CDXs are now being derived in multiple research laboratories worldwide. The value of CDX tumors for SCLC research has been exemplified.5,6 There is now, to our knowledge, an extensive panel of over 60 SCLC CDX models in existence, encompassing baseline CDX from patients with disease that goes on to be chemosensitive or chemorefractory (progressing within 90 days of chemotherapy administration) and from patients with limited and extensive disease. Demonstrating the utility of CDX to investigate targeted therapies, baseline and progression CDX models have been used to examine the combination of the PARP inhibitor olaparib with the Wee1 inhibitor AZD1775. Although a range of responses were seen to this drug combination in 10 CDX models in vivo and/or in short-term cultures made from disaggregated CDX tumors, this combination demonstrated superior efficacy to chemotherapy for the majority of samples.7 The olaparib/Wee1 combination cured multiple mice bearing one patient’s CDX, and this “super-responder” model is providing insights for predictive biomarker discovery. Notably, a durable response seen at baseline was absent in the paired serial model made at progression, suggesting that, for this combination, durable benefit would be more likely in a clinical trial designed to facilitate early administration.

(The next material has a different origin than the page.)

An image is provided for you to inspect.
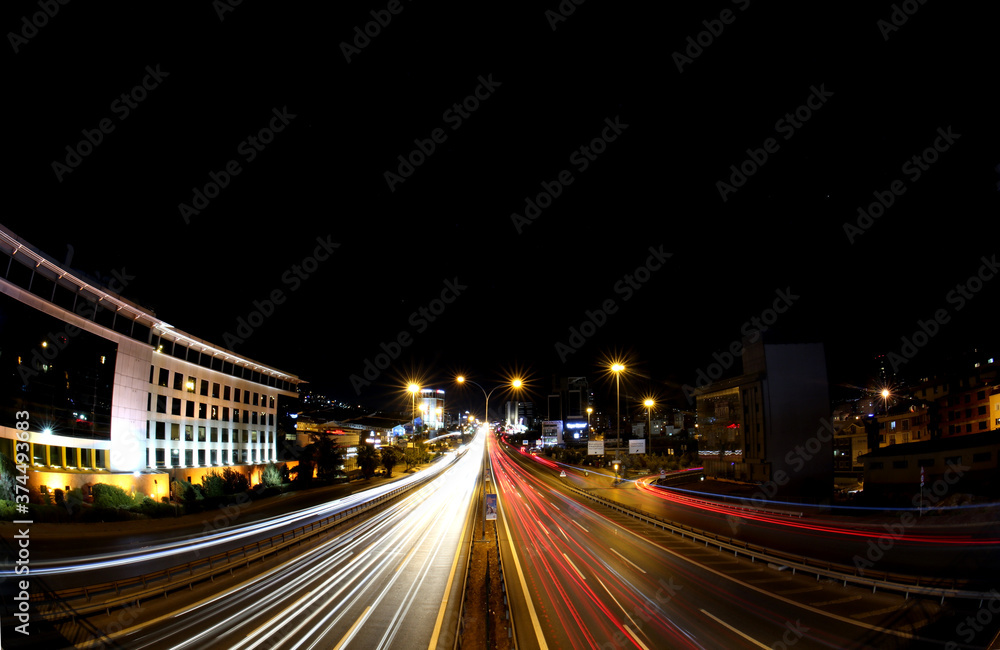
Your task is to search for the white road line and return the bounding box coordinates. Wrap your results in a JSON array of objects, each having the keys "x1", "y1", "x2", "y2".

Using the CTC iChip technology,8 Drapkin et al.5 derived 17 CDX models, including paired pre- and post-treatment models from a patient recruited to a clinical trial. Importantly, this study showed that matched patient-derived xenograft s and CDXs derived from solid and liquid biopsies at baseline were faithful to the patients’ tumors in terms of shared mutations, supporting the low degree of clonal heterogeneity previously reported for SCLC.9 This study also showed that, in the patient for whom serial CDXs were generated, these serial models accurately recapitulated the evolving drug sensitivities of the donor patient’s disease to combination treatment with olaparib and temozolomide.5

CDX tumors can also be disaggregated, allowing short-term cultures to be derived.7 Gene expression profiling of these cultures reveals relatively few changes in protein-coding genes, many of which are reversed when cells are reimplanted in mice. Furthermore, these tumors grow with similar kinetics to those that have never been exposed to plastic, indicating that brief culturing under permissive conditions does not select for more aggressive clones. These short-term cultures can be subjected to genetic manipulation via lentiviral infection and facilitate chemical and genetic screens, as well as mechanism-based hypothesis exploration. CDX cultures can also be modified to reporters that facilitate assessment of in vivo disease burden and metastatic dissemination.

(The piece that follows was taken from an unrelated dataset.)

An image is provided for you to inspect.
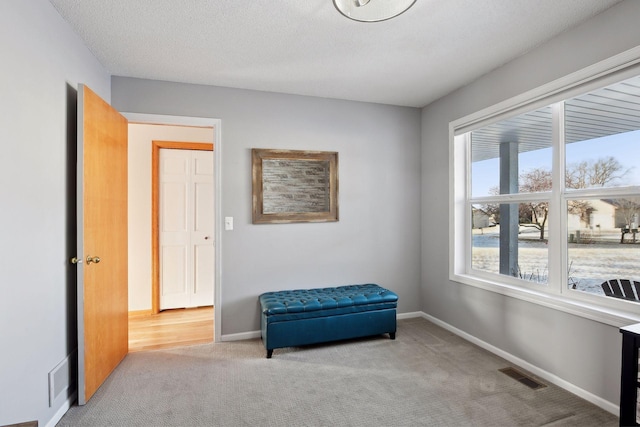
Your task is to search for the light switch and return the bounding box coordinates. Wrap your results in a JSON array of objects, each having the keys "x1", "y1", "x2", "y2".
[{"x1": 224, "y1": 216, "x2": 233, "y2": 231}]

CDX can now be added to the research toolkit, augmenting established cell lines, patient-derived xenografts, and genetically engineered mouse models to support exploration of SCLC biology (including, for example, mechanisms of vasculogenic mimicry10) to test novel treatments, identify mechanisms of chemoresistance, and develop predictive and pharmacodynamic biomarkers that can be translated for clinical implementation as CTC-based assays.11 With a range of new candidate treatments entering SCLC clinical trials, CDXs derived from patients on clinical trials will facilitate studies to understand responses and resistance complemented by CTC-based biomarkers. This recalcitrant tumor has defeated all attempts to improve patient outcomes. It is our hope that the CDX approach, by allowing a more routine examination of the biology of SCLC throughout its disease course, will lead to new insights and next steps toward the collective overall goal of finding ways to extend patient survival. ✦

About the Authors: Prof. Dive is the deputy director of and a senior group leader at the Cancer Research UK Manchester Institute and professor of pharmacology at The University of Manchester. Dr. Frese is a clinical and experimental pharmacology preclinical team lead at the Cancer Research UK Manchester Institute.